Overhead power line contact is one of the biggest causes of fatalities associated with mobile plant and equipment. Forklifts are frequently required to operate in outdoor areas where overhead power lines create significant risks; including electrocution, serious burns, and death. Any voltage that causes sufficient current to pass through the heart is potentially fatal. Other risks include fires and explosions that may immobilise the equipment involved.

The 2006 WorkCover NSW Code of Practice for Work Near Overhead Power Lines, states:

“Before operating a crane or item of mobile plant, the operator or other person in control of the work must take reasonable care to inspect the workplace to identify potential hazards, including any live overhead power lines or other associated electrical apparatus in the vicinity of the workplace. All overhead power lines should be treated as live unless the operator of the crane or mobile plant has received an access authority or other form of written documentation from the network operator.”

If overhead power lines have been identified as a hazard, a risk assessment must be completed that considers, but is not limited to the following factors:

  • Consulting the network operator regarding the proposed work.
  • Can the electricity supply be de-energised?
  • The location and voltage of the overhead power lines.
  • The nature of work undertaken.
  • The safe work practices and procedures in use.
  • Site conditions, stability of crane or mobile plant and suspended loads.
  • The potential for inadvertent movement of the crane or mobile plant, the load, persons and electrical equipment in the area.
  • Foreseeable abnormal conditions that may exist at the worksite.  

Having assessed the risks, action must be taken to ensure that the risks are eliminated or controlled.
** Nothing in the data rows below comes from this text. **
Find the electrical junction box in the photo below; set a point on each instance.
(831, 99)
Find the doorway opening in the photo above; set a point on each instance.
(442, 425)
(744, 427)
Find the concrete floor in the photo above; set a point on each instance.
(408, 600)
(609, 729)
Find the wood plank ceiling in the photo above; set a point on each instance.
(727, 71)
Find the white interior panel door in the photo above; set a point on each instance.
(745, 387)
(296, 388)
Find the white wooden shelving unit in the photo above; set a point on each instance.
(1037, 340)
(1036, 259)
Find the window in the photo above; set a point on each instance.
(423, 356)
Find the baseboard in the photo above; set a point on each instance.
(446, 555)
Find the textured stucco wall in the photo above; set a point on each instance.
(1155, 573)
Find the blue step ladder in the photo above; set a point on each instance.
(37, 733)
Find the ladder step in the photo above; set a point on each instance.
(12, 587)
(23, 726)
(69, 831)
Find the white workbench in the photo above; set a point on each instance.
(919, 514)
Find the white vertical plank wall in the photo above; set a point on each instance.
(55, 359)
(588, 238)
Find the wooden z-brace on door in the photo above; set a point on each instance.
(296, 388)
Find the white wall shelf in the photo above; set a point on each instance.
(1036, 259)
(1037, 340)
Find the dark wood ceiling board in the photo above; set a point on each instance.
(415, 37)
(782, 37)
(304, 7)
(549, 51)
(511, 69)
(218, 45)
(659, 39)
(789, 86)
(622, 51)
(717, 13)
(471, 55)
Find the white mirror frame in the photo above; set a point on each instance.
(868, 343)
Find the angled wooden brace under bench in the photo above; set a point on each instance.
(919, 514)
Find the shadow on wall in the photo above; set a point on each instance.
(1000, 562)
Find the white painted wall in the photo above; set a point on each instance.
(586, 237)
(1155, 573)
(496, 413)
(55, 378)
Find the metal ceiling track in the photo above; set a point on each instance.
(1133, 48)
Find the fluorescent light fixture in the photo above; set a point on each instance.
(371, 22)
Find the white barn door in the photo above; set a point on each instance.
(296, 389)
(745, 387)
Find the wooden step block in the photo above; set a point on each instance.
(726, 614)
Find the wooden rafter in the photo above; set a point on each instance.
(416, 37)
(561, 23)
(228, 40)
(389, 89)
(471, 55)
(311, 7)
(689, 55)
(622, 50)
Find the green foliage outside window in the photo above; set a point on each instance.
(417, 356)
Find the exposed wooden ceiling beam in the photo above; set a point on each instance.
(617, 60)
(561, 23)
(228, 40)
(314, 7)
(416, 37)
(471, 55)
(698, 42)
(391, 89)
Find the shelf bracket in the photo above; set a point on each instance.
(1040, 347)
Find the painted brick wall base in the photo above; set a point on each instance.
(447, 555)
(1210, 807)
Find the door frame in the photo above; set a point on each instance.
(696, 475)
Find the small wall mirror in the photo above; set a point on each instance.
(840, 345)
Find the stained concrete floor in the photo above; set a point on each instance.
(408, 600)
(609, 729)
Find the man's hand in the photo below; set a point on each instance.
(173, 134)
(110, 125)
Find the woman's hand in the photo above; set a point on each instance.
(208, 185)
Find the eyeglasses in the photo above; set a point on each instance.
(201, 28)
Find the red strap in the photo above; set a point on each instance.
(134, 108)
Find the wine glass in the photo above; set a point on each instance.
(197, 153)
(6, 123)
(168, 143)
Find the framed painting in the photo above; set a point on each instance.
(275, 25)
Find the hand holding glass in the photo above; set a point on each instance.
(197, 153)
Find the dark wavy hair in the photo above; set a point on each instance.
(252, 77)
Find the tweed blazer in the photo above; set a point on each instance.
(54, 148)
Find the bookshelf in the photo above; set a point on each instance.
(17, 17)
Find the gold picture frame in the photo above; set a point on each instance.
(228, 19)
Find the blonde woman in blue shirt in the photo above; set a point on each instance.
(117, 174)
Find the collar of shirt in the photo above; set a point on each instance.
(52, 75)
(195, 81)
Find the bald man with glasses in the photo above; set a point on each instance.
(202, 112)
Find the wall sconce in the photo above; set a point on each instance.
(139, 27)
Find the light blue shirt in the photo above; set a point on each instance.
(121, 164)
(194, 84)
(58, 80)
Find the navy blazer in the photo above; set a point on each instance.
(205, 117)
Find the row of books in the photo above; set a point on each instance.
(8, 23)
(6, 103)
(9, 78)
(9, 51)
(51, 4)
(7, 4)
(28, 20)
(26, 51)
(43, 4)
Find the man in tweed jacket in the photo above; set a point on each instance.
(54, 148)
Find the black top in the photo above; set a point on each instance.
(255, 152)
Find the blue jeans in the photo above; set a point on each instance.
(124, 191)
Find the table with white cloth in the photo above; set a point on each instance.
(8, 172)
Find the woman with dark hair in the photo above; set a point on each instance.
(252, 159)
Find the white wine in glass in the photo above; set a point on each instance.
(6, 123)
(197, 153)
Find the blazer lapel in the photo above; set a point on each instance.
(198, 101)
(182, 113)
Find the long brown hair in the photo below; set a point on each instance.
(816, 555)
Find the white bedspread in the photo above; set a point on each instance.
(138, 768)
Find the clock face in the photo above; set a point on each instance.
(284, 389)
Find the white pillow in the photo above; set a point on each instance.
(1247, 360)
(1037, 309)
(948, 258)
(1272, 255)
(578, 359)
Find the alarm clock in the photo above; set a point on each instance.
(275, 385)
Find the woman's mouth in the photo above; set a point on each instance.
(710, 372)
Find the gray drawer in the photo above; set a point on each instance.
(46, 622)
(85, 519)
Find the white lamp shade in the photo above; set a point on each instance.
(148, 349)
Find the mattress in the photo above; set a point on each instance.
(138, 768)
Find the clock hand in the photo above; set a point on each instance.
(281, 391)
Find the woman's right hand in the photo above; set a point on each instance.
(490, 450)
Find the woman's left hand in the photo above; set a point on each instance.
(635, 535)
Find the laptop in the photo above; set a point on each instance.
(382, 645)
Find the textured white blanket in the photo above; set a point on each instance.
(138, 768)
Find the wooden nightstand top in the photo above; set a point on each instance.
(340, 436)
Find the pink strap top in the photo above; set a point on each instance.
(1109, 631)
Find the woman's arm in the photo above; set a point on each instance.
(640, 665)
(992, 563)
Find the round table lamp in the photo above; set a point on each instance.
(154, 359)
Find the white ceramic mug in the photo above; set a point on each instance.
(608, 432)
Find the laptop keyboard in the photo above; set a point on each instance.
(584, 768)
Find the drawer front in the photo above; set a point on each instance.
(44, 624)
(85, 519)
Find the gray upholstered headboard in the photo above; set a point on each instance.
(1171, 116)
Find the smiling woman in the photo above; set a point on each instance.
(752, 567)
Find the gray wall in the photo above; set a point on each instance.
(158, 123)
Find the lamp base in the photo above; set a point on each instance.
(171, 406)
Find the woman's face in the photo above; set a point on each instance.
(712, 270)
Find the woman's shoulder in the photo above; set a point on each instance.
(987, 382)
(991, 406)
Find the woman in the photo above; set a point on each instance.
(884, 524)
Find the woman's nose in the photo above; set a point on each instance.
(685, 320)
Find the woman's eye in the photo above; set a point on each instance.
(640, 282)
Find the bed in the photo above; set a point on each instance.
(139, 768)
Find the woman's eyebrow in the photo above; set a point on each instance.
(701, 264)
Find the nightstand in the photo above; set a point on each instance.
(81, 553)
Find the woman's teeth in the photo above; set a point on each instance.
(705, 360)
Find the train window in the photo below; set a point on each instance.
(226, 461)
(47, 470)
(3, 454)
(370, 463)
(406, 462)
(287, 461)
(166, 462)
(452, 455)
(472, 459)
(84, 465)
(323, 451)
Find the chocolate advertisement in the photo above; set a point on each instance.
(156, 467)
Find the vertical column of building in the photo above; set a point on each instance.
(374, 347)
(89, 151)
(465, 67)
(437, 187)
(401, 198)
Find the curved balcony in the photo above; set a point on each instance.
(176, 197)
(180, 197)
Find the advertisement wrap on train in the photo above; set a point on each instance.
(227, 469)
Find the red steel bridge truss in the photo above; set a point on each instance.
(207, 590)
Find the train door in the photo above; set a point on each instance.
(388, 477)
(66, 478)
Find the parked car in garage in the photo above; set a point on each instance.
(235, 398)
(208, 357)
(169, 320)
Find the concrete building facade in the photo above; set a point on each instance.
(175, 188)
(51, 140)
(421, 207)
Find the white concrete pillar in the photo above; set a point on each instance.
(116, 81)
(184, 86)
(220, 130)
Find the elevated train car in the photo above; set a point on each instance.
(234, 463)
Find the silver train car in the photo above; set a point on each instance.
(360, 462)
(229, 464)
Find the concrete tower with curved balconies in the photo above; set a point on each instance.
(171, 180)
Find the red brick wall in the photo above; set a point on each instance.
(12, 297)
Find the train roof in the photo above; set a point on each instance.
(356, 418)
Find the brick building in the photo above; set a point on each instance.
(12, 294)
Some steps to consider include:

Elimination – Eliminate the risk of electrocution, electric shock or burns by arranging for the network operator to isolate the electricity supply for the duration of the work.

Separation – If the risk cannot be eliminated, then separate the hazard from the crane or mobile plant and personnel by using alternative equipment, and/or limiting the hoisting, slewing and other movements of the crane or mobile plant.

Information for this article was sourced from WorkCover NSW. For further overhead power line safety information, including a full risk assessment and additional control measures, refer to “Work Near Overhead Power Lines: Code of Practice, 2006.”